Per quanto riguarda la risposta da parte dei diretti interessati, al momento si registra il commento del segretario generale del Sap (Sindacato autonomo di polizia), Stefano Paoloni: “La De Petris, evidentemente, non ha cognizione alcuna di ciò che accade in mezzo alla strada quotidianamente e durante le manifestazioni. Chi ha bisogno di essere educato non è certo il professionista della sicurezza come il poliziotto, addestrato quotidianamente per garantire l’ordine e la sicurezza pubblica. Forse ci vorrebbe una legge e un corso per rieducare e disarmare i manifestanti violenti. Non rispettano la legge e i poliziotti che in quei momenti hanno il dovere di farla rispettare e, spesso, anche se colti e arrestati in flagranza, all’indomani sono già liberi”. “Chi sbaglia è giusto che paghi”, prosegue Paoloni, “ci affidiamo alla correttezza della giustizia, ma è impensabile che l’intera polizia di Stato abbia bisogno dei corsi indetti da certa politica che tutela e legittima ideologicamente e moralmente i violenti. Perché invece non si pensa a dotare le forze dell’ordine di strumenti che limitino il contatto fisico, perché non accettare la nostra proposta di installare telecamere su divise, auto di servizio e celle di sicurezza? Le telecamere non perdonano nessuno e servono la verità. Ma forse questo non conviene, perché lì dove c’è la verità, non si può mettere alla gogna il poliziotto e trarne benefici”.

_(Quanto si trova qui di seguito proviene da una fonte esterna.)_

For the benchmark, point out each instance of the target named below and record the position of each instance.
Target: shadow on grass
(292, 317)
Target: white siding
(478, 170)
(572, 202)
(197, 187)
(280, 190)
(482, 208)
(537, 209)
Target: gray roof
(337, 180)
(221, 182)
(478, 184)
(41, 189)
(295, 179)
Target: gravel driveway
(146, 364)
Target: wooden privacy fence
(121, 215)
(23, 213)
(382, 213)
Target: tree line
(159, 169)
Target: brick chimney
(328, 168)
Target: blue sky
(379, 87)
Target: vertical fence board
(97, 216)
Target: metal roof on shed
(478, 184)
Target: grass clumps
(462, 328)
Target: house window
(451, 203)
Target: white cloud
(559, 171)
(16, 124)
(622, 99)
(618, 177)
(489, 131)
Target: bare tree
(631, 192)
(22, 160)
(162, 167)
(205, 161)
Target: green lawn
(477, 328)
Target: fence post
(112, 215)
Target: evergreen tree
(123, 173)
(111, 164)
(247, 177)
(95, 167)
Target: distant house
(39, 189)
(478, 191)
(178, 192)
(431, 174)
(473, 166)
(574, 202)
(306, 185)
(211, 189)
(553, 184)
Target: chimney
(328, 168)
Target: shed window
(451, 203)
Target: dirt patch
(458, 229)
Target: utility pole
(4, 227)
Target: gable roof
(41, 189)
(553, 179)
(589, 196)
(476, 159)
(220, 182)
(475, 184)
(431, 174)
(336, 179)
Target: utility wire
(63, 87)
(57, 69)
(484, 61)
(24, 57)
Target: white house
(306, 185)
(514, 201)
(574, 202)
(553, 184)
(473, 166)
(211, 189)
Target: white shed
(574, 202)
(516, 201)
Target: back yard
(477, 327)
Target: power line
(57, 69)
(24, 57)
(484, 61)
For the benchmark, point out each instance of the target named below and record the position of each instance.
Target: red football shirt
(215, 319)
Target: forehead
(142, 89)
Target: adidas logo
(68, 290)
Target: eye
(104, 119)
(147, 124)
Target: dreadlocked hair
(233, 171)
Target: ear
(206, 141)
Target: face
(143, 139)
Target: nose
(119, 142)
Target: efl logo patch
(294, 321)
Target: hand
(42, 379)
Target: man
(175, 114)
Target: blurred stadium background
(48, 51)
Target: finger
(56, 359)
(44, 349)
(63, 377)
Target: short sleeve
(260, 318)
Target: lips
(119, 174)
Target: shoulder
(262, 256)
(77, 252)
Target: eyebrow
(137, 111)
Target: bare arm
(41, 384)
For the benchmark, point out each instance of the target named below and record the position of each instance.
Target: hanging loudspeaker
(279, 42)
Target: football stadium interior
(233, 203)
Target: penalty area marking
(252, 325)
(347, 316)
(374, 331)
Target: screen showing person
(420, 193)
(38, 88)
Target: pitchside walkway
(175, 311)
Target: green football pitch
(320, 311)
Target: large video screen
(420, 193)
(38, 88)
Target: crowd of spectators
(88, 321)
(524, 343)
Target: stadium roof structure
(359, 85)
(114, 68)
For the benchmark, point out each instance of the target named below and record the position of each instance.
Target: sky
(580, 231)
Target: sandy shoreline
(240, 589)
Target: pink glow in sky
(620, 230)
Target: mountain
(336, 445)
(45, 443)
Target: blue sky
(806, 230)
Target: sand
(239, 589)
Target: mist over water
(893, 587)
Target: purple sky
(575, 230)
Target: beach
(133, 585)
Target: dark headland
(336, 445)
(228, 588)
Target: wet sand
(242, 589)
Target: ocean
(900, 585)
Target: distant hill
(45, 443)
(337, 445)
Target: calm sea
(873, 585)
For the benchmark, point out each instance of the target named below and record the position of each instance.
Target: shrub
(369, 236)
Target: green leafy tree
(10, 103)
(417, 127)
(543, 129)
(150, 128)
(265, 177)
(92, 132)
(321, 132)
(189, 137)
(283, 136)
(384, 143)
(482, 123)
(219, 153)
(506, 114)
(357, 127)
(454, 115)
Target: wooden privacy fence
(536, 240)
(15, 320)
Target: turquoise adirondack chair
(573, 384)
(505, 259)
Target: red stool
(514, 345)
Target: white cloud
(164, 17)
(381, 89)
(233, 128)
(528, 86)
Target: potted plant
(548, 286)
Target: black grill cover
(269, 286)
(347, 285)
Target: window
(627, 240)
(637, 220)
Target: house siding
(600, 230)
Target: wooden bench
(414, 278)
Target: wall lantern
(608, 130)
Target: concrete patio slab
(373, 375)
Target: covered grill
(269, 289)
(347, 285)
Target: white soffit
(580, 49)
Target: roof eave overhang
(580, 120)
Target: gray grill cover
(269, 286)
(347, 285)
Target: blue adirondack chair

Per parte nostra, non possiamo fare a meno di sottolineare come le nostre forze dell’ordine siano rimaste per anni prive di qualsivoglia strumento di autodifesa alternativo rispetto alle nude mani o all’arma d’ordinanza: solo da pochi anni è stata autorizzata la distribuzione degli spray antiaggressione che, tuttavia, è ancora ben lungi dall’essere generalizzata e solo nelle ultime settimane si sta iniziando a parlare di una sperimentazione in seno all’arma dei carabinieri del Taser, con un ritardo di anni, se non decenni, rispetto agli altri Paesi europei.